Jews and Christians believe that this material world is permanent – it’s a good thing in itself. That an eagle’s flying and great music and the ocean pounding on the shore and a great cup of wine are good things in themselves, because God is not temporarily ‘God is here so someday we’re going to live in heaven’ but the whole purpose of salvation is to make this world a great place.

God sees this world as not a temporary means to an end of salvation, but actually salvation is a temporary means to an end – to the renewal of creation.

Saving souls is a means to an end of cultural renewal. Does the Christian church understand that? I’m not sure.

Emphasis added.

One thought on “Keller: “The whole purpose of salvation is to make this world a great place.”

  1. sedgegrass says:

    Such an unfortunate choice of words! The lack of clarity or precision sets the perfect petri dish for error in doctrine to grow.
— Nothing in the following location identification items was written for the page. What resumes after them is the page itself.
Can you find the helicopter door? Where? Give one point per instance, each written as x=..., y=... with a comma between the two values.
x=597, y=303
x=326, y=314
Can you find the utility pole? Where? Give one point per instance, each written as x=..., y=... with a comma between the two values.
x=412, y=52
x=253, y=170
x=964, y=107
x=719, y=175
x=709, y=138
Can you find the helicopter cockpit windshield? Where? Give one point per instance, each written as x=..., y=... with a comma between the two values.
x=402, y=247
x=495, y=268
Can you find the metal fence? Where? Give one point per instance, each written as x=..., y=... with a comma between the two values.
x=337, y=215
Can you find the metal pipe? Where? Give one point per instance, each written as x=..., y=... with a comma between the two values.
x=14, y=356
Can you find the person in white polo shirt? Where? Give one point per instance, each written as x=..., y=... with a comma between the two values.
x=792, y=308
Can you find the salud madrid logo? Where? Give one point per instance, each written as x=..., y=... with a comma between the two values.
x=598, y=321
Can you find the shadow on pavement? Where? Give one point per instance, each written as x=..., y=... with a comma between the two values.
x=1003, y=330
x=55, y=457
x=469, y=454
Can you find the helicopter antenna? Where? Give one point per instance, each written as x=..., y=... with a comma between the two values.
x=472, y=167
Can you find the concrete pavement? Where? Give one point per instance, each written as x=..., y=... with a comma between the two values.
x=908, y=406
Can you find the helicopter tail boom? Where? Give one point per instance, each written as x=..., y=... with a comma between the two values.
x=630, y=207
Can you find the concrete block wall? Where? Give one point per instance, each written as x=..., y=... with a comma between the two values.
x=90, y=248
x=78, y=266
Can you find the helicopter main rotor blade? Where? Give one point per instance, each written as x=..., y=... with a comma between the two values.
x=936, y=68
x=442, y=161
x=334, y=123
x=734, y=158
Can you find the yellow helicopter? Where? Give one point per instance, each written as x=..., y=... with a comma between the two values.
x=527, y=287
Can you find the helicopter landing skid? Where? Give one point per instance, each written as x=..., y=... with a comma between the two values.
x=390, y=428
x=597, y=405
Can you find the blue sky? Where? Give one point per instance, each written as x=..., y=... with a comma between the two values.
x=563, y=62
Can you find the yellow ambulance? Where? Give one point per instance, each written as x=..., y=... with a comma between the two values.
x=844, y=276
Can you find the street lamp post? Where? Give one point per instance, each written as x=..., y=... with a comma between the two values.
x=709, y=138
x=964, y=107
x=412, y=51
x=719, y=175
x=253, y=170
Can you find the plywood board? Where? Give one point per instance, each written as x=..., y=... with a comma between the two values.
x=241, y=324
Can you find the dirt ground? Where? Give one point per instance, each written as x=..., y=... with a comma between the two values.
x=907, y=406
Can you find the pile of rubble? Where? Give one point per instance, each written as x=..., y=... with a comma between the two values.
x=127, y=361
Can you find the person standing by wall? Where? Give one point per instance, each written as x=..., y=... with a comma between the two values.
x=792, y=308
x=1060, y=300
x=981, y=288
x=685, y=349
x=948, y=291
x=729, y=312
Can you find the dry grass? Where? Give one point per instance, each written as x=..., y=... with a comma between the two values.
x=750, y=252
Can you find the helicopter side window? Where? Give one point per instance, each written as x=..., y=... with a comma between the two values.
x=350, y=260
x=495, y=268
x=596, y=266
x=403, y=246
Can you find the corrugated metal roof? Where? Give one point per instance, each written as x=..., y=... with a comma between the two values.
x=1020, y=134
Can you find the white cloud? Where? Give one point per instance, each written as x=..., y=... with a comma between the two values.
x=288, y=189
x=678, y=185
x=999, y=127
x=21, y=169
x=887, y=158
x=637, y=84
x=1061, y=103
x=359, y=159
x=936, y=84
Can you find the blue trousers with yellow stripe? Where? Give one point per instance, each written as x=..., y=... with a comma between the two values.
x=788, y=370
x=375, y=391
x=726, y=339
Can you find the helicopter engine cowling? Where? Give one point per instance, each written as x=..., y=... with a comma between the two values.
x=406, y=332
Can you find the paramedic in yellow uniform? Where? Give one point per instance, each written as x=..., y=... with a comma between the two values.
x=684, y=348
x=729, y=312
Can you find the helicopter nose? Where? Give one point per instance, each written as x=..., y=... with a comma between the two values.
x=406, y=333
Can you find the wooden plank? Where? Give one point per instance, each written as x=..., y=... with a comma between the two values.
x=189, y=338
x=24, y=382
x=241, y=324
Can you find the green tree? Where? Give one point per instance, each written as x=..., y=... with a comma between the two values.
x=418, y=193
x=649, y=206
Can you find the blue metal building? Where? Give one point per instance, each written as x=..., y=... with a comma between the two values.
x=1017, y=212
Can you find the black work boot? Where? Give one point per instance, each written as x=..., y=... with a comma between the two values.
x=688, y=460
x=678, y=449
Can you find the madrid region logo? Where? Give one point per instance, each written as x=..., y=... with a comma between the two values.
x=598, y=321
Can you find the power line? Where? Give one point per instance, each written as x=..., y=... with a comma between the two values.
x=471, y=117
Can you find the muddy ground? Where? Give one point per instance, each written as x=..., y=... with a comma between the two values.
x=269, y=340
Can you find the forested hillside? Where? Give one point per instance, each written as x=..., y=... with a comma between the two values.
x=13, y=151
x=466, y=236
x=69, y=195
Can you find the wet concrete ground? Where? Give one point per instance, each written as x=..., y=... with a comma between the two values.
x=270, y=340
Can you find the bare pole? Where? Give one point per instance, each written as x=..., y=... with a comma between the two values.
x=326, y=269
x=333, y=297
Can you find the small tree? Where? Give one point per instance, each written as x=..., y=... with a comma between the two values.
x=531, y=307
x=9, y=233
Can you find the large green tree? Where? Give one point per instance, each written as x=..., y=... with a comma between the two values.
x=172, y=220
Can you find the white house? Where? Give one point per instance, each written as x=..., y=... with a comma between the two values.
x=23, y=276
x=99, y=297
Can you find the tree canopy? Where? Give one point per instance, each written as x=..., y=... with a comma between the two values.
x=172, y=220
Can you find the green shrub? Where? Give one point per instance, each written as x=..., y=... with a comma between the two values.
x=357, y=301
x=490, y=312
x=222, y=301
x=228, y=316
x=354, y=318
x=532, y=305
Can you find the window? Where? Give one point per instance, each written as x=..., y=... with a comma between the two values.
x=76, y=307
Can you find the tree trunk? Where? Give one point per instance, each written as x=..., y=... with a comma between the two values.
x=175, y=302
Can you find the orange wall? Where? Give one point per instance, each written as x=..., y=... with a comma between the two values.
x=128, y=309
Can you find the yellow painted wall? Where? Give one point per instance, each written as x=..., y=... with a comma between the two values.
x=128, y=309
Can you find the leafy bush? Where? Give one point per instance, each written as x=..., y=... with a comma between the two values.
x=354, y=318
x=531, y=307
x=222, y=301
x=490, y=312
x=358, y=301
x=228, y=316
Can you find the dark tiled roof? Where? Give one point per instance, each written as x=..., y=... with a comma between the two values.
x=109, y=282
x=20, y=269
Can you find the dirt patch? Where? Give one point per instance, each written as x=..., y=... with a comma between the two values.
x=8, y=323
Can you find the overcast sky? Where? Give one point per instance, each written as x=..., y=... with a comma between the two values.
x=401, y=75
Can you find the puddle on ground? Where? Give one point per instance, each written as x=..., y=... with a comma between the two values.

    I am, once again, reminded of Schaeffer (he was, after all, perhaps one of the most vocal theologians of my generation regarding culture!). Francis Schaeffer taught that because man was made in the image of God, how the Christian lived – his creative expression in art, music, literature and his care of creation- could reflect God’s image to the watching world. For Schaeffer, when man behaved ‘human’, it meant that he lived as an image bearer of Christ. This ‘image’ living is not to ‘save the earth’, but to reflect glory on the One who made us and to bring the hope of salvation to those who are alienated from our Creator.

    It seems a careless statement to say the ‘whole purpose of salvation is to make this world a great place’. God is saving a people to Himself, something that was in His mind from eternity. In some respects, Keller’s comments cheapen or blunt the personal, the relational aspect, of God’s knowing and choosing us ‘before the foundation of the earth’. Caring for creation, being fully ‘human’ and reflecting God’s image should not be elevated to a sort of spiritless pantheism. In an effort to correct wrong thinking (a false aestheticism towards worldly things), the purpose of redemption must be clear.